Tuesday, July 24, 2012

The Drug War in Mexico: Corruption Is Better Than Slaughter

The Drug War in Mexico: Corruption Is Better Than Slaughter
Will Enrique Peña Nieto, the new president of Mexico from the corrupt and authoritarian Institutional Revolutionary Party (PRI), go easy on drug traffickers? Let’s hope so.
During his campaign, Mr. Peña Nieto vowed to battle murder, extortion, kidnapping, and other violent crimes but said little about going after drug traffickers. During its unrivaled 70-year reign that ended in 2000, the PRI was accused of cutting deals with crime syndicates to keep the peace. Although such agreements were corrupt, perhaps corruption is better than the militarized U.S.-backed anti-drug war of Felipe Calderón, the current Mexican president. Fatigue with that costly war, which has killed more than 50,000 Mexican civilians in recent years, played a significant role in Mexicans bringing back a venal and autocratic PRI that they had thrown out of office 12 years before.

But any president of Mexico must pay heed to the wishes of the colossus of the north, and Washington is already suspicious that Peña Nieto will ease the pressure on drug traffickers and stop taking down cartel chieftains.
Of course, most Mexicans would be happy if Peña Nieto did exactly that. At the behest of the United States, Calderón’s use of the Mexican military and its harsh tactics against the drug lords has merely led to the slaughter of Mexican civilians without putting much of a dent in the long-term flow of drugs into the United States.
This militarized bloodbath is causing some in the United States — even a few government officials — to privately reassess the failed U.S. war on drugs. As during alcohol prohibition from 1919 to 1933 in the United States, organized crime has been given a big boost; continued demand for the illegal product exists and so do huge profits to be made off excessively high prices that could be charged for the dangers of smuggling it to customers past government authorities.
Mexicans correctly believe that the root of the problem lies in the continued demand for illegal drugs in the United States. If the U.S. government did away with a victimless crime and allowed adults the right to put into their bodies what they wanted, demand for drugs would go up somewhat but the violence would plummet. No one would pay elevated prices to gangsters — Mexican, Colombian, American, or otherwise — to traffic legal substances. Society could then treat drug addiction as a medical problem instead of a crime, with education campaigns and treatment programs reducing the long-term demand for drugs. Finally, the United States has the highest incarceration rate in the world, but that’s because many of the people in prison are being held unnecessarily for drug-related crimes — that is, jailed for consuming or trafficking substances that shouldn’t be illegal in the first place. Legalizing drugs would eventually lower the U.S. prison population by getting rid of those faux crimes and also by reducing the robberies and violence associated with stealing money to pay inflated prices for what is now illegal contraband.
So until the United States adopts the enlightened policy of drug legalization — don’t hold your breath — the Mexican government is faced with the unpalatable options of knuckling under to U.S. pressure to continue the rising slaughter and instability of a militarized drug war or cutting a deal with cartel leaders to ensure peace. As bad as it seems, the latter alternative is better for Mexico and the United States.

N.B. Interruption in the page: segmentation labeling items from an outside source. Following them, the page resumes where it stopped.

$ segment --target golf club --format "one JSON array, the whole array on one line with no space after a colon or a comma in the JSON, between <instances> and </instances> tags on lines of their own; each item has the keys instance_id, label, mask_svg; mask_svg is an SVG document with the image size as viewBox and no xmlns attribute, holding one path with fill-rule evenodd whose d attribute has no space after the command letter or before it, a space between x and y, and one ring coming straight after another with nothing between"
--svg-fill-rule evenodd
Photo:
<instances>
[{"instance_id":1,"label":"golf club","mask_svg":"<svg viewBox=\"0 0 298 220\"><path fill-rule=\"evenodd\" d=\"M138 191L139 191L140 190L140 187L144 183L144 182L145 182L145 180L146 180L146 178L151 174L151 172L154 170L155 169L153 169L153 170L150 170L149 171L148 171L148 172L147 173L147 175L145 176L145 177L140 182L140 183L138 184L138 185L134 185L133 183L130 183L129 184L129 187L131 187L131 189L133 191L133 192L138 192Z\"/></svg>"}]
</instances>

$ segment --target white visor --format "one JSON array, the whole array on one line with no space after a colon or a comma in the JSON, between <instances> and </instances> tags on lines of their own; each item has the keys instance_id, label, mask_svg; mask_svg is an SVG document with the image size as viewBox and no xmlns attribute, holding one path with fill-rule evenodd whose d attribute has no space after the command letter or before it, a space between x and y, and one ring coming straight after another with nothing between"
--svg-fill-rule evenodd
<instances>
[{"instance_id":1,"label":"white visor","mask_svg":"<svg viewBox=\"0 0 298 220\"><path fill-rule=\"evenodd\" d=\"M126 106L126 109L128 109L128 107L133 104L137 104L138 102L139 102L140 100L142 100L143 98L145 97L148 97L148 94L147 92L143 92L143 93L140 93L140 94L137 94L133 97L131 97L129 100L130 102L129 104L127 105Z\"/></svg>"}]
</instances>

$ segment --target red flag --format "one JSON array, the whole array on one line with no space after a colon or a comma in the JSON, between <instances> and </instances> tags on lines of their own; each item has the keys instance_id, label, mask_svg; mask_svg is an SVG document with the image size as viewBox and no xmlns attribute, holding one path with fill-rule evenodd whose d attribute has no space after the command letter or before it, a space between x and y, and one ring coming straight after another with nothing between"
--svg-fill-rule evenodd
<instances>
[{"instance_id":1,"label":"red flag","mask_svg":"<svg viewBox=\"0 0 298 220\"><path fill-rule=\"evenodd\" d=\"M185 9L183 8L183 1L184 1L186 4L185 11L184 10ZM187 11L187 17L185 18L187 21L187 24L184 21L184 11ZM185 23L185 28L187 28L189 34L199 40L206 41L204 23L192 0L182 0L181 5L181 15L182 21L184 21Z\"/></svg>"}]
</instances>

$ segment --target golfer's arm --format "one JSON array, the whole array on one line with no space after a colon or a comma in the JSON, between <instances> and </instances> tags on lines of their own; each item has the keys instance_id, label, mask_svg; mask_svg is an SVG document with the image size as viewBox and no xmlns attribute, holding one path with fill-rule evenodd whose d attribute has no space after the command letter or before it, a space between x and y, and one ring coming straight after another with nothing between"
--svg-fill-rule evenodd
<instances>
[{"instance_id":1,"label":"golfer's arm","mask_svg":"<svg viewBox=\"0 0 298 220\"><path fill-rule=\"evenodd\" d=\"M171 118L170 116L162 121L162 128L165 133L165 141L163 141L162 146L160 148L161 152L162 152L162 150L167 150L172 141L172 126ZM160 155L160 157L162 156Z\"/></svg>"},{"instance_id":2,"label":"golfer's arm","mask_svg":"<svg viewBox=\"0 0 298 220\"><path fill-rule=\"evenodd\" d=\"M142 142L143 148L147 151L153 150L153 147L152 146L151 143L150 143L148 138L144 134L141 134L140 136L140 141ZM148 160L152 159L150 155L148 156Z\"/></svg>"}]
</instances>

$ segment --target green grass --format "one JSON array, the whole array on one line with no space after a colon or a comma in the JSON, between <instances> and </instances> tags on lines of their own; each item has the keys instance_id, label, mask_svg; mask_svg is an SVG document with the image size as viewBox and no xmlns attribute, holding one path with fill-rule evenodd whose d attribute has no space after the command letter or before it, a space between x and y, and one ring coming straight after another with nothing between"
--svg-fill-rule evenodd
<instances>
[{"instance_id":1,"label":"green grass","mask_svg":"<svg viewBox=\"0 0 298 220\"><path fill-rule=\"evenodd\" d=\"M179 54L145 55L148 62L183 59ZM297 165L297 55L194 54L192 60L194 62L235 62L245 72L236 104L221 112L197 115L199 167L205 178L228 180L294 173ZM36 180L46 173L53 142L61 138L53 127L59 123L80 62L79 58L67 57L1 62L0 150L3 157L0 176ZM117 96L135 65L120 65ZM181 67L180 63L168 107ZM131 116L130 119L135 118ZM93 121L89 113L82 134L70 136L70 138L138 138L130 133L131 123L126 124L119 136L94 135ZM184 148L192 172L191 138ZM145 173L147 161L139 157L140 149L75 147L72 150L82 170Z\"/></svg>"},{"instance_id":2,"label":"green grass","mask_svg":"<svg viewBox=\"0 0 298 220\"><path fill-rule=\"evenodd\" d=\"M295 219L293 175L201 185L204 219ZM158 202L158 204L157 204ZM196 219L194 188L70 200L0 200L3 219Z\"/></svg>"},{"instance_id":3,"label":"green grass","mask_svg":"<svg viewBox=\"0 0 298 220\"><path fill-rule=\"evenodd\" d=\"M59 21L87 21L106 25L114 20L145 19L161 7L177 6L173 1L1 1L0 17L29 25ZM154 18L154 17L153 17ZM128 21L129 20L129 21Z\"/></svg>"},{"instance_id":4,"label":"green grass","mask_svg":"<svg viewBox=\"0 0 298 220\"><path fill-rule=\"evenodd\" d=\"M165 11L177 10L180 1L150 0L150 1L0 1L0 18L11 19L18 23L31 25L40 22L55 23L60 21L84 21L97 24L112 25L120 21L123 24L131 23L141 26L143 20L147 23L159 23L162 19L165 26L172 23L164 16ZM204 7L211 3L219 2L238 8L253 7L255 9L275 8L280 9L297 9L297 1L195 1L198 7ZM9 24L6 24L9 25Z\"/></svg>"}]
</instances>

More drugs may get through into the United States, but the killing and instability just south of the U.S. border, which is coming north, would be reduced.
In short, corruption is better than slaughter. The U.S. government took this route in Iraq by paying off its enemies, the Sunni Awakening guerrillas, to stop attacking American forces and turn on their even more violent al-Qaeda brethren. Violence was reduced, and the U.S. military was able to extricate itself with honor from a bloody quagmire. Similarly, Peña Nieto may adopt the traditional way the PRI has dealt with drug lords in Mexico, reaching agreements with them to ensure the peace and extracting the Mexican military from an equally bloody and fruitless fight. If Peña Nieto pursues this course, the U.S. government will likely unfairly and hypocritically criticize him for doing so.